Et rasante… ah ! j’y suis… elle était de Barbier !
Moi, je n’en pouvais plus d’avoir vu cette ordure,
Sans ombre de bon sens ni de littérature ;
Mais voilà qu’au moment que j’allais m’en aller,
Songeant aux adjectifs dont je dois l’accabler,
Ma tante Jézabel devant moi s’est montrée
Comme au jour de sa mort pompeusement parée
Non… ça, c’est du Racine. Excusez-moi, mon Dieu.
Ma tante me dit donc comme ça : « Mon neveu.
J’espère que vous n’aurez pas la hardiesse
D’excommunier cette incomparable pièce.
Elle est patriotique et morale. » — Allons, bon !
Je te ferai sur elle un soigné feuilleton,
Lui dis-je.
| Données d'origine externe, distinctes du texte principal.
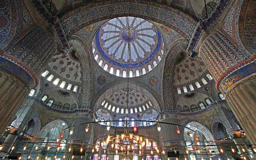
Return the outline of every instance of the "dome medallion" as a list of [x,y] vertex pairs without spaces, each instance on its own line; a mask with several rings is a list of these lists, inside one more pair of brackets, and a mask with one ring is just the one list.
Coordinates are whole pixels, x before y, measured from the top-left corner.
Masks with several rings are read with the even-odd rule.
[[164,42],[160,32],[150,22],[120,17],[98,29],[92,50],[96,60],[106,71],[124,78],[134,77],[156,66],[162,58]]

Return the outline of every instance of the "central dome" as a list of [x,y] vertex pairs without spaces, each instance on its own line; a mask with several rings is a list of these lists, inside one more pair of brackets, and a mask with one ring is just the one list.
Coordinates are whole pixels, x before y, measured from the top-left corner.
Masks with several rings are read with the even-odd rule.
[[160,32],[148,21],[120,17],[98,30],[92,53],[100,66],[110,74],[134,77],[156,67],[162,58],[164,42]]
Il est certain pour moi que si la pièce
Te plaît, elle en mettra bien d’autres en liesse.
Et les événements me donnèrent raison.
À partir de ce jour, j’eus le même horizon
Que ma tante, et son opinion fut la mienne,
Étant celle, après tout, de la sombre moyenne
Du public. Oui, messieurs, à partir de ce jour,
Je ne parlais jamais d’un succès ou d’un four
Sans avoir consulté ma vénérable tante.
Je me montrais ravi, quand elle était contente.